Dinodocus (meaning "terrible beam") is a genus of sauropod dinosaur, named by Richard Owen in 1884, with the type species, Dinodocus mackesoni. The name is now usually considered a nomen dubium. The name was given to some fossil bones from the Lower Greensand Group (Lower Cretaceous) of Hythe, Kent, England, were formerly placed in the genus Pelorosaurus (Mantell, 1850), but a review by Upchurch et al. (2004) concluded that Dinodocus is a nomen dubium.

==Discovery and naming==
The holotype was discovered in 1840 by Mr H. B. Mackeson. In 1841, Richard Owen noted on the fossils. The holotype, NHMUK 14695, was listed by Owen as "portions of the corocoid, humerus and ulna, iliac, ischial and pubic bones, a large portion of the shaft of a femur, parts of a tibia and fibula, and several metatarsal bones". Owen assigned the specimen to the pliosaur Polyptychodon.
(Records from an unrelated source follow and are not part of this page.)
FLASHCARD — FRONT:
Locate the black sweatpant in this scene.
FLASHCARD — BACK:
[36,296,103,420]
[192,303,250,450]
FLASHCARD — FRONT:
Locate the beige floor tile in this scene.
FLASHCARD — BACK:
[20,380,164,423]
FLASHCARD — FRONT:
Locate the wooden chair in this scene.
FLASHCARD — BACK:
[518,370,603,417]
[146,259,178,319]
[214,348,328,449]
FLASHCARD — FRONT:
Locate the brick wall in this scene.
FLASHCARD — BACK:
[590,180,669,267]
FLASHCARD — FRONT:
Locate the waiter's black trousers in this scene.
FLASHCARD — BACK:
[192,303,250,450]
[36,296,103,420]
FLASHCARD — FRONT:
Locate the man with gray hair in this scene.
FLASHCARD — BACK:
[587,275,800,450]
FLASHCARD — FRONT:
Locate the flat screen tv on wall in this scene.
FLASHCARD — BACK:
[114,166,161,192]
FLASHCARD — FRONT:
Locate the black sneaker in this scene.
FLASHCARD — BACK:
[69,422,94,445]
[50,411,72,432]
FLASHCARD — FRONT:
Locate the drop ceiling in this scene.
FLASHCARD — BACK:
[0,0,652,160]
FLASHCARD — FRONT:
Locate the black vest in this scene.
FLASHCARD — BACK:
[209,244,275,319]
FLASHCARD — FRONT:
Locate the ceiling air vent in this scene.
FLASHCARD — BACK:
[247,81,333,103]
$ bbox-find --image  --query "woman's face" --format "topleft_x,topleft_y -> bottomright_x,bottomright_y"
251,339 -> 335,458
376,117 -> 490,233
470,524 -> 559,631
In 1850, Gideon Mantell assigned the specimen to Pelorosaurus but Richard Owen placed the fossils in a separate genus, Dinodocus, in 1884. In 1908, Dinodocus was synonymized with Pelorosaurus again, this time by Arthur Smith Woodward. In 2004, Paul Upchurch and colleagues considered Dinodocus a nomen dubium based on indeterminate sauropod material.